Novozymes has further encouraged the building and sharing of JMP add-ins by developing an internal tool to facilitate shared use and versioning. Users can now save a JSL script out of any platform in JMP and upload it to the company’s intranet where it is available within seconds to users across the company. Furthermore, it updates automatically. (For more on this, watch Akerman’s 2021 Discovery Summit talk, As Easy as Uploading a Photo: Building, Sharing, and Updating Add-ins Automatically.)

Building the future of biotechnology

Reflecting on these and other successes, Akerman is clearly energized by the prospect of meaningful innovation not just in Novozymes’ science but in the broader scientific process. “It excites me to be able to improve lives materially, both in the sense of my colleagues who are doing science – making their science more effective and easier to do – and in making their impact on the world greater by making their data resonate through time in a more meaningful way beyond just a single experiment,” he says.

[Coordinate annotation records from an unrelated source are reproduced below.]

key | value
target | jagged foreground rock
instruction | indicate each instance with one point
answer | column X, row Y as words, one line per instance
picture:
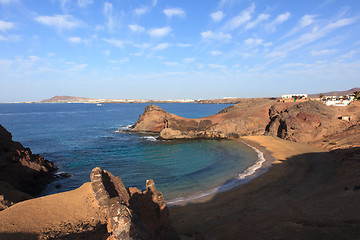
column 22, row 173
column 131, row 213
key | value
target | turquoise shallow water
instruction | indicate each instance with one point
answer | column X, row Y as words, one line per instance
column 79, row 137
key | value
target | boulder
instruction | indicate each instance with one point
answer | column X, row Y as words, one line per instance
column 23, row 170
column 131, row 213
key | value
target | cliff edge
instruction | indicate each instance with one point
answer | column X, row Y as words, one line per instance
column 22, row 173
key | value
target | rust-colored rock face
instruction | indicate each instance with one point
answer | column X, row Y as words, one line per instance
column 300, row 122
column 232, row 122
column 307, row 121
column 23, row 170
column 131, row 213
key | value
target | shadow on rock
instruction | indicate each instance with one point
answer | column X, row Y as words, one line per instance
column 131, row 213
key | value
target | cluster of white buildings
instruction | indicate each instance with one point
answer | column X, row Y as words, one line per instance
column 328, row 100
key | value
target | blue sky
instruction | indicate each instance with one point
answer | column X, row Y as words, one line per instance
column 160, row 49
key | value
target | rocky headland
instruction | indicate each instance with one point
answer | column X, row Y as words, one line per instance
column 245, row 118
column 22, row 173
column 304, row 122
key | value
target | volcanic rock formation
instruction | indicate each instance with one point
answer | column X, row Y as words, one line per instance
column 299, row 122
column 238, row 120
column 310, row 121
column 131, row 213
column 21, row 172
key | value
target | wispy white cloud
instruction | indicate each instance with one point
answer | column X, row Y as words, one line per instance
column 276, row 55
column 277, row 21
column 170, row 12
column 60, row 22
column 315, row 34
column 161, row 46
column 222, row 3
column 216, row 53
column 120, row 61
column 240, row 19
column 142, row 46
column 217, row 16
column 136, row 28
column 75, row 39
column 323, row 52
column 217, row 66
column 305, row 21
column 253, row 41
column 171, row 63
column 326, row 2
column 160, row 32
column 188, row 60
column 216, row 36
column 141, row 10
column 348, row 55
column 77, row 67
column 261, row 18
column 116, row 42
column 183, row 45
column 4, row 2
column 84, row 3
column 4, row 26
column 108, row 14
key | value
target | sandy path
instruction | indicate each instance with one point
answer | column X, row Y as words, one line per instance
column 71, row 211
column 298, row 198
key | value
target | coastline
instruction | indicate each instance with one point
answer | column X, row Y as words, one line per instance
column 262, row 164
column 300, row 193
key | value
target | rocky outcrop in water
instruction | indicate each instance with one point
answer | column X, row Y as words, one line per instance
column 248, row 118
column 300, row 122
column 21, row 170
column 131, row 213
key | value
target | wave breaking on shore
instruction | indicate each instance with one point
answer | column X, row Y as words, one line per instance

“Whether we’re working on enzyme or microbial products, if we can build things faster, more effectively and with higher quality, that increases impact. [With enterprise analytics,] the impact of Novozymes as a company can grow because we are using more effective methods to build the future of biotechnology.”

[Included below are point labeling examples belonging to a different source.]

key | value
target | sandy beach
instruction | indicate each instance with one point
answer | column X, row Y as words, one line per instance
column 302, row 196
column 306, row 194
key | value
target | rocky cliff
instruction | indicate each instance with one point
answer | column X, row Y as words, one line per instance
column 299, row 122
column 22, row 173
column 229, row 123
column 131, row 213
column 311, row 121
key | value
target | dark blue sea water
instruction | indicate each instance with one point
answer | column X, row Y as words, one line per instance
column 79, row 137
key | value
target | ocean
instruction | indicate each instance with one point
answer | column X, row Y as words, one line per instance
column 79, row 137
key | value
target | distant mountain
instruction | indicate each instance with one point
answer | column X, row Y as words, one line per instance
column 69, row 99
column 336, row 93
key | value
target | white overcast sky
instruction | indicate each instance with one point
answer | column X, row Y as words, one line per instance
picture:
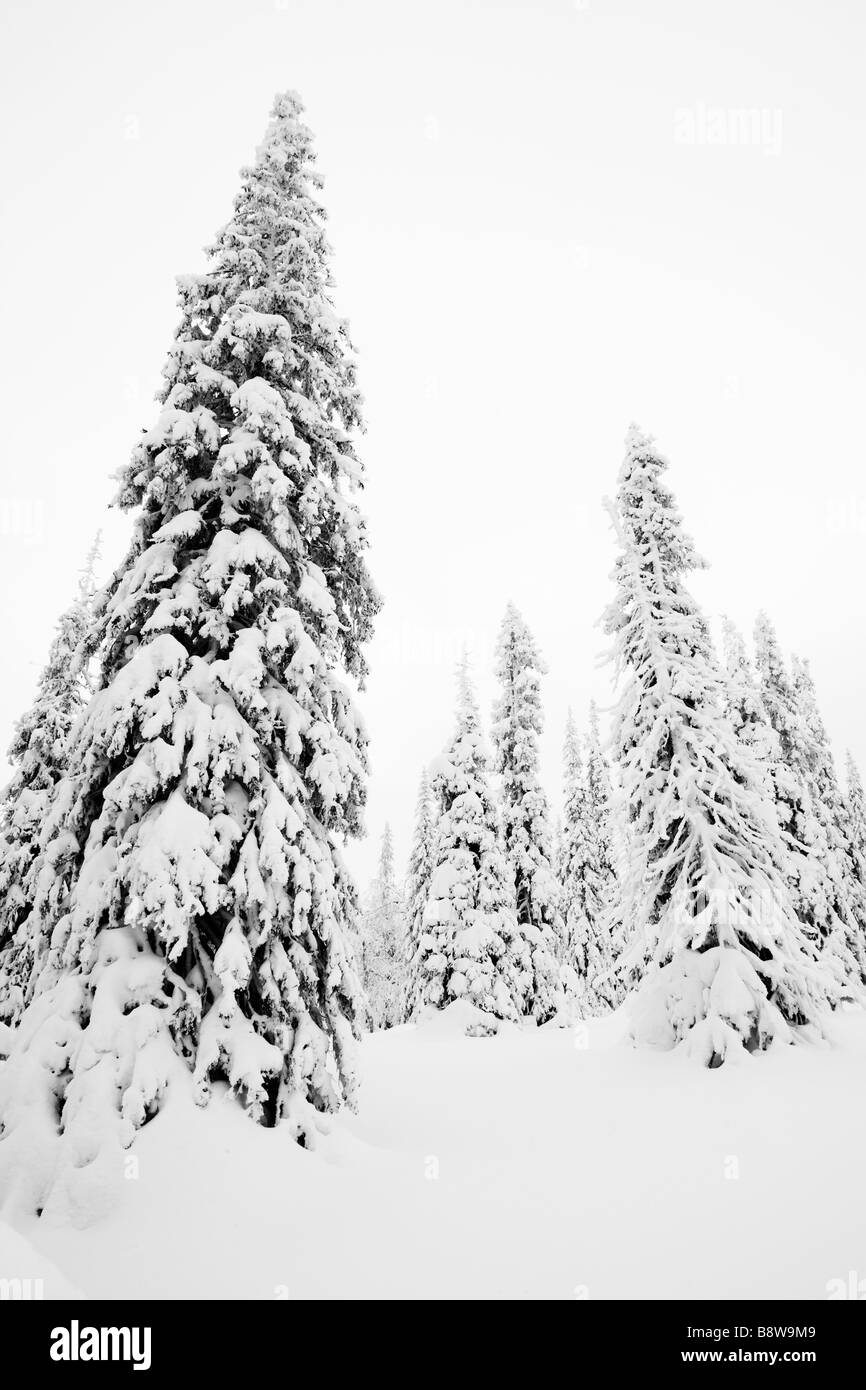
column 548, row 220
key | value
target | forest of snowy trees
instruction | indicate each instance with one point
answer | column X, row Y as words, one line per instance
column 175, row 901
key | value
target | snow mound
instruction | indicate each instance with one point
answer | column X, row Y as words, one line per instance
column 28, row 1271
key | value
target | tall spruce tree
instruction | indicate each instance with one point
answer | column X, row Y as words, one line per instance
column 421, row 862
column 856, row 806
column 812, row 872
column 588, row 962
column 845, row 869
column 730, row 966
column 221, row 762
column 382, row 941
column 528, row 847
column 39, row 754
column 745, row 706
column 588, row 881
column 470, row 945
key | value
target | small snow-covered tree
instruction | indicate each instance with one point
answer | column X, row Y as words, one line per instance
column 704, row 898
column 470, row 945
column 221, row 762
column 587, row 875
column 382, row 941
column 39, row 754
column 526, row 815
column 845, row 869
column 856, row 806
column 421, row 862
column 812, row 868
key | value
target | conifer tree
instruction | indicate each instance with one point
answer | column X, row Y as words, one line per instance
column 856, row 806
column 704, row 898
column 527, row 840
column 813, row 876
column 382, row 941
column 587, row 875
column 39, row 754
column 221, row 762
column 845, row 869
column 421, row 862
column 745, row 706
column 470, row 945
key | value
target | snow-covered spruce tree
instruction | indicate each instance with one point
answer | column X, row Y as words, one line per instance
column 381, row 941
column 601, row 880
column 421, row 862
column 526, row 815
column 470, row 945
column 39, row 755
column 221, row 762
column 745, row 706
column 813, row 869
column 585, row 886
column 856, row 806
column 730, row 966
column 845, row 868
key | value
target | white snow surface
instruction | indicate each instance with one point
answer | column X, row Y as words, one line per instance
column 533, row 1164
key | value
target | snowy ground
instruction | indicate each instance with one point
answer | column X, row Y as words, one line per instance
column 551, row 1164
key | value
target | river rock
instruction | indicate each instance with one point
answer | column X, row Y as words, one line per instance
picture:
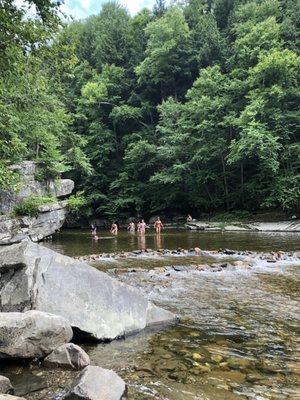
column 69, row 356
column 35, row 277
column 96, row 383
column 31, row 334
column 5, row 386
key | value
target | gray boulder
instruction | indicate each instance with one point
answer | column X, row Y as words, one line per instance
column 32, row 334
column 69, row 356
column 50, row 219
column 93, row 302
column 5, row 386
column 29, row 186
column 96, row 383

The results illustrated in this article are specific to the particular situations, business models, data input and computing environments described herein. Each SAS customer’s experience is unique, based on business and technical variables, and all statements must be considered nontypical. Actual savings, results and performance characteristics will vary depending on individual customer configurations and conditions. SAS does not guarantee or represent that every customer will achieve similar results. The only warranties for SAS products and services are those that are set forth in the express warranty statements in the written agreement for such products and services. Nothing herein should be construed as constituting an additional warranty. Customers have shared their successes with SAS as part of an agreed-upon contractual exchange or project success summarization following a successful implementation of SAS software.